Décidément, l’affaire SCO Unix n’en finit plus de rebondir !

Le propriétaire d’UnixWare pensait avoir trouvé une porte de sortie en vendant sa technologie Unix et une partie de ses activités dans la téléphonie au fonds York Capital Management, pour 36 millions de dollars. De quoi couvrir les frais de justice engagés, les dettes du groupe, et peut-être espérer continuer son activité.

Mais c’était sans compter sur IBM, qui conteste la décision de SCO au titre que le Chapitre 11 américain de la protection contre la banqueroute, sous lequel SCO s’est placé ( lire notre article ), qui dans les textes est destiné à permettre à une entreprise en difficulté de se réorganiser, et non pas de céder ses actifs.

Et sans compter sur Novell qui, depuis une décision de la Cour de District de l’Utah le 10 août dernier, est reconnu comme le propriétaire légitime des droits sur Unix, ce qui ne devrait pas manquer de créer une problématique quant à la cession d’UnixWare.
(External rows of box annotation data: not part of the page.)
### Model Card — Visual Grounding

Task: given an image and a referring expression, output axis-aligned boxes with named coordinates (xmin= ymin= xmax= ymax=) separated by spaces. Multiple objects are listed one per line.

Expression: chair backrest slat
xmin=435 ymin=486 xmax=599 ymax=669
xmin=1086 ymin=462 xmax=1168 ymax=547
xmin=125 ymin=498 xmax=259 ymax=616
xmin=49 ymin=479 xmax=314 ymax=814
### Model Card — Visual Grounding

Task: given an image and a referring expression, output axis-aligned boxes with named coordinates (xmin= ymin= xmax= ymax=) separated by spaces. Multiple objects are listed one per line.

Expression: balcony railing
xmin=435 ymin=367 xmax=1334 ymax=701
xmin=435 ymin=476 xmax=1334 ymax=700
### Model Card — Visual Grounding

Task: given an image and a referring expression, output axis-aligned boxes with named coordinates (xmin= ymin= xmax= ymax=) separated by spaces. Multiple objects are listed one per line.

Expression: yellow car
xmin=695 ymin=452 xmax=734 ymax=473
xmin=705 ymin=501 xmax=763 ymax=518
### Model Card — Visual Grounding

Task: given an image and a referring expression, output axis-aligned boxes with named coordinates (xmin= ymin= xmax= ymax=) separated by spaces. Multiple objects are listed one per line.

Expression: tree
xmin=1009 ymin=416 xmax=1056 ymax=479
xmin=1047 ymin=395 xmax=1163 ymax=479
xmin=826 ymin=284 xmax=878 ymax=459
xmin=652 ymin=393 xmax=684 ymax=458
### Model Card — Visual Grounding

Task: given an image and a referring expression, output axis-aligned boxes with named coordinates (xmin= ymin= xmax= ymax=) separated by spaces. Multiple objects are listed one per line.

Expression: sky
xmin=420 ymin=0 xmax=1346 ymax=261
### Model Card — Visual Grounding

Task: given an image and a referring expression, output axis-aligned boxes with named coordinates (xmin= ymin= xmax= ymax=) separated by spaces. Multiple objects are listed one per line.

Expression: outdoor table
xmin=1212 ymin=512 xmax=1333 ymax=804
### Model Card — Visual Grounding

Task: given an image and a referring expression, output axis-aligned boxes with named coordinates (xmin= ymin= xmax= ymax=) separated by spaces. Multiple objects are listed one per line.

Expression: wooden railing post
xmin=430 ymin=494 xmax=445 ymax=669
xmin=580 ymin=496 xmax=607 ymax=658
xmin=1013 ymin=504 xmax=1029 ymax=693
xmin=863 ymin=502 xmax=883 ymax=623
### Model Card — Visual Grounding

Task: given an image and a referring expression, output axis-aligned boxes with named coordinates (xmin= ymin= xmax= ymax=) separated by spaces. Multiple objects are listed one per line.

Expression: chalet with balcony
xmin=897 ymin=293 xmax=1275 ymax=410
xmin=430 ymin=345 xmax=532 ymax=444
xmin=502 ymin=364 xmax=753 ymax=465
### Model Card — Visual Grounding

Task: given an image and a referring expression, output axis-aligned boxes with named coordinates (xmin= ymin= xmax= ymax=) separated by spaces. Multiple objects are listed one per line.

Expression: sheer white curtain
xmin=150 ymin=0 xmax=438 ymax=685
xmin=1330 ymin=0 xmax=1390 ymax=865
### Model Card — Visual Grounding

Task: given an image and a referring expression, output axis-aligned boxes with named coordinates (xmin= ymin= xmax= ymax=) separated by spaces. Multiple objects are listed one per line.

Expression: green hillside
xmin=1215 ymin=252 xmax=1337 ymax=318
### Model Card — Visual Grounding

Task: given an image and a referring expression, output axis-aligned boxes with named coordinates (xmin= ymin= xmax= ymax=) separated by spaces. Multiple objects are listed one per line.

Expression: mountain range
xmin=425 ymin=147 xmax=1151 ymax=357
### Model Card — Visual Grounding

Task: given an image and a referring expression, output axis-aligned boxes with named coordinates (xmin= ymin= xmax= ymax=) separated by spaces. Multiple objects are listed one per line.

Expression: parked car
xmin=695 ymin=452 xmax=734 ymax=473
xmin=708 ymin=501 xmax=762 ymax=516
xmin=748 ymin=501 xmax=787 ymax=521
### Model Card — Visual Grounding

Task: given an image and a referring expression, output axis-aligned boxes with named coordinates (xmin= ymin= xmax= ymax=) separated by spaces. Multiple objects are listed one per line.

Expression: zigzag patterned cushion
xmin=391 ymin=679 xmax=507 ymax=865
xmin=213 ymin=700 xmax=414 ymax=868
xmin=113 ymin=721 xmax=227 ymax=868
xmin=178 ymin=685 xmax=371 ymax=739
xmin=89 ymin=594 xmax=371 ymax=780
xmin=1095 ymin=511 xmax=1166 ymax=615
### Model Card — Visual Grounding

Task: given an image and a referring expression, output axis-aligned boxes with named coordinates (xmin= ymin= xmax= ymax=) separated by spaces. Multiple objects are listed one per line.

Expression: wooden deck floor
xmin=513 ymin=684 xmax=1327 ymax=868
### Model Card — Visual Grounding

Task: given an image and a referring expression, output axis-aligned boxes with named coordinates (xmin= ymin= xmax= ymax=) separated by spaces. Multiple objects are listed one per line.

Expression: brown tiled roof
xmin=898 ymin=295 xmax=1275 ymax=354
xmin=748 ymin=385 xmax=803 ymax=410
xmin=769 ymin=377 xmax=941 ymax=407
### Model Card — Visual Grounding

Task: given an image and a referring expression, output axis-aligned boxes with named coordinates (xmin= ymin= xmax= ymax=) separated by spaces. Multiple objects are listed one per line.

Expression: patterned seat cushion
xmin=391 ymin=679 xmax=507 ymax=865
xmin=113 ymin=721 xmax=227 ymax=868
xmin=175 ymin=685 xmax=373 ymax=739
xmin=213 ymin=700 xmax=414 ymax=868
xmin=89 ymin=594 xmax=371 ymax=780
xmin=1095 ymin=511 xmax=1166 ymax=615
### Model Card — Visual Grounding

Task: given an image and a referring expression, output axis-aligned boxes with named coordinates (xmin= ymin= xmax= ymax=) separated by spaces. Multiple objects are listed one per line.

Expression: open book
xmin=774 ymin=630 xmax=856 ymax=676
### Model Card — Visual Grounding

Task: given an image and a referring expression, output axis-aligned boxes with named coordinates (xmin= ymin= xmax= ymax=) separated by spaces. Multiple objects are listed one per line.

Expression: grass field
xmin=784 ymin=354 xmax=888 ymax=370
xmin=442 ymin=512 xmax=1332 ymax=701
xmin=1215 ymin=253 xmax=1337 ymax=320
Une décision qui d’ailleurs pèse lourd sur SCO et qui a du influer largement dans la démarche de l’éditeur, puisque la justice de l’Utah a condamné SCO à verser 25 millions de dollars à Novell au titre des licences vendu au détriment du déclaré légitime propriétaire des droits d’Unix.

Et comme si cela ne suffisait pas, IBM a rappelé au juge du Delaware en charge du Chapitre 11 de SCO qu’il est le propriétaire des droits de certaines technologies Unix utilisées par ce dernier !

La Cour de banqueroute du Delaware a convoqué tout le monde le 6 novembre prochain afin de tenter d’y voir plus clair. D’ici là, et probablement après, l’avenir de SCO sera en pointillés.